Quaranta ha difeso il ruolo imparziale della Consulta: ''Ritengo inopportune le interferenze esterne sull'autonomia della Corte. Questa mia elezione fa giustizia di ogni illazione sulla presunta politicizzazione della Corte, che spero cessi'' (il neo presidente e' stato eletto al primo scrutinio segreto con dieci voti a favore e tre schede bianche).
Interpellato ieri sulla sua partecipazione al voto referendario, il presidente Giorgio Napolitano ha puntualizzato di ritenersi un elettore che fa sempre il proprio dovere e pertanto anche in occasione dei referendum del 12 e13 giugno andra' a votare.

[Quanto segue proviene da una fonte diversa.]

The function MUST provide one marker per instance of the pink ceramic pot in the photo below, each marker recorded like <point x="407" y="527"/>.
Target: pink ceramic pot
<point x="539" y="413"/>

Ieri sera Silvio Berlusconi ha rilasciato poche dichiarazioni al Tg2 a proposito dell'appuntamento referendario: ''Perche' dovrei temere i referendum? Sentiremo cosa pensa l'opinione pubblica e ci adegueremo''. Il presidente del Consiglio ha aggiunto di non temere ''assolutamente'' neanche il referendum sul legittimo impedimento. Berlusconi si e' detto anche convinto che la legislatura andra' avanti fino al 2013. Hanno preso posizione sul referendum anche alcuni esponenti del governo. Franco Frattini, ministro degli Esteri, ritiene che l'appuntamento di domenica e lunedi' prossimi si sia trasformato solo ''in un referendum pro o contro Berlusconi''. Da qui la sua decisione di disertare le urne. Stessa scelta quella di Gianfranco Rotondi, ministro per l'Attuazione del programma. Ferruccio Fazio, ministro della Salute, e' favorevole a votare i quattro referendum, anche se teme di non riuscire a recarsi nella sua circoscrizione per adempiere al suo dovere di elettore: ''E' un bel problema perche' sono residente a Pantelleria: spero di farcela, ma se non vado a votare non sara' sicuramente per motivi ideologici''. L'esito del referendum e' legato al raggiungimento del quorum, il 50% per cento piu' uno degli aventi diritto al voto. Obiettivo non facile da raggiungere, precisa il segretario del Pd Pier Luigi Bersani che nel concludere la Direzione del suo partito sottolinea: ''Faremo di tutto per raggiungere il quorum perche', anche se e' arduo, e' possibile raggiungerlo''. Nichi Vendola e Fabio Mussi, nella conferenza stampa a margine della riunione della presidenza di Sel, hanno lanciato ieri un appello a usare i pochi giorni che mancano al voto per invitare gli elettori a esprimersi sui referendum. Impegnati in questa direzione pure Idv e Verdi. Si lavora intanto alla preparazione della manifestazione unitaria dei referendari che concludera' la campagna elettorale. Si terra' venerdi' prossimo a Roma.